Keywords

1 Introduction

Advances in automation have shifted many tasks previously controlled by unmanned aerial vehicle (UAV) operators to automated systems. These technological advances, coupled with a proliferation of unmanned systems, have pushed the military to explore a supervisory control paradigm for future UAV operations. However, one of the problems experienced by current UAV operators, dramatic fluctuations in workload based on mission context, is also expected to impact future UAV supervisory control operators. For example, the waypoint-based navigation of current UAVs only requires the operator to set the route; once the platform is enroute, it controls the flight systems and the operator’s role is reduced to monitoring the automated system. Assessing human performance in highly automated systems is challenging because the operator’s direct interaction with the system can be limited. How can one assess whether an operator is engaged and monitoring a system when the operator doesn’t need to interact with the system for extended periods of time?

Eye tracking may be an effective means of continuously assessing both operator attention and engagement when interacting with complex automated systems. Eye tracking data is typically broken down to periods where the eye is relatively still (fixating) on a given region and periods where it is moving [1]. Individuals can only process new visual information during the periods where the eye is relatively still or fixating. This makes gaze position, particularly fixations, an important measure of an individual’s overt attention [2]. However, analysis of fixations usually emphasizes areas of interest, comparing where and how long fixations occur in different regions. The results of these types of analyses are very task and even situation specific since the visual field needs to be broken up into task dependent regions.

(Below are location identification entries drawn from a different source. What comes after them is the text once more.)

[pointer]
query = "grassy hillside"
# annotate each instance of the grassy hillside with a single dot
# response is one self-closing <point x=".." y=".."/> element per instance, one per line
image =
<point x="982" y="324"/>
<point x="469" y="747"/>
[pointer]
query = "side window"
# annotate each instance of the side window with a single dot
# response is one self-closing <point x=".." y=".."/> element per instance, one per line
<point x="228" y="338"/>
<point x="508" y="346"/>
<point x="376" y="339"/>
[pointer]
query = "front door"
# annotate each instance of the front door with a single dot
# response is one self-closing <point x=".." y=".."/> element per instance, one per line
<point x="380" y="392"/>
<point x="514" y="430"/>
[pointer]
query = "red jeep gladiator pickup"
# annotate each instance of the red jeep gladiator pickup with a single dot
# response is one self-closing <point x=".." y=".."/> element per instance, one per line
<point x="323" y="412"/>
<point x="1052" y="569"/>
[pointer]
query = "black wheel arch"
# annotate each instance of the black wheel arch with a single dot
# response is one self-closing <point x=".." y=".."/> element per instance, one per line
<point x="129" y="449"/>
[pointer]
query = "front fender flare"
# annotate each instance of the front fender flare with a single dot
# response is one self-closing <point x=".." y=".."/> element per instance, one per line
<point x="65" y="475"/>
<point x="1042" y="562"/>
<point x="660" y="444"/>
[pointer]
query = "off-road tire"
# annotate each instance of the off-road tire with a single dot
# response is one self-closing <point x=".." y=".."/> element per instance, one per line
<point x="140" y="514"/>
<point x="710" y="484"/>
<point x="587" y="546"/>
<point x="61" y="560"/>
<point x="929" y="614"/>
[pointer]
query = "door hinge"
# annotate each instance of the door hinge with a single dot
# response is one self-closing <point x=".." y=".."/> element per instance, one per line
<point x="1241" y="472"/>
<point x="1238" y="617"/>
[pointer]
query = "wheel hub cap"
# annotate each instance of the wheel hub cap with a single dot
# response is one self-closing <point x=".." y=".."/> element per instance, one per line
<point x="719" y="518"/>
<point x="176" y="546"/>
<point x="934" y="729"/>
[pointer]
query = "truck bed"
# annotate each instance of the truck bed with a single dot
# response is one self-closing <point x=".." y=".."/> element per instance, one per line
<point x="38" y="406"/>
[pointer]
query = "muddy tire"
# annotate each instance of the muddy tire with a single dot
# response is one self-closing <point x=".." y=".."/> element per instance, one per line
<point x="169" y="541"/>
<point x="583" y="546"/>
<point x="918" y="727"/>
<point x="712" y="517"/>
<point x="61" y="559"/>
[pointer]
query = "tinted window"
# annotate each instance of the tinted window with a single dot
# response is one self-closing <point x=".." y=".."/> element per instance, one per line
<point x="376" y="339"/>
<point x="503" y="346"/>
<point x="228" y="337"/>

One newer approach to analyzing gaze data, which does not require the visual field to be divided into areas of interest, is the Nearest Neighbor Index (NNI) [3, 4]. The NNI is the ratio of the average distance of each object to its nearest neighbor, compared to distance one would expect if the distribution were random. This technique was originally developed as a means of characterizing spatially distributed populations [5] and only recently applied to eye tracking data [3]. When NNI has been applied to eye tracking data, it has been shown to be sensitive to changes in task load. Specifically, NNI increases as workload increases. These changes in NNI were characterized as the distribution of gazes becoming more random. The results have been found in both a video game task [3] as well as during a simulated flight [4]. The researchers have suggested that under periods of high workload that an individual might have a more dispersed pattern of gazes so that they are more ready to process incoming information. NNI has only been applied to a limited number of tasks and has not been used in environments where participant’s primary role is to monitor automated systems.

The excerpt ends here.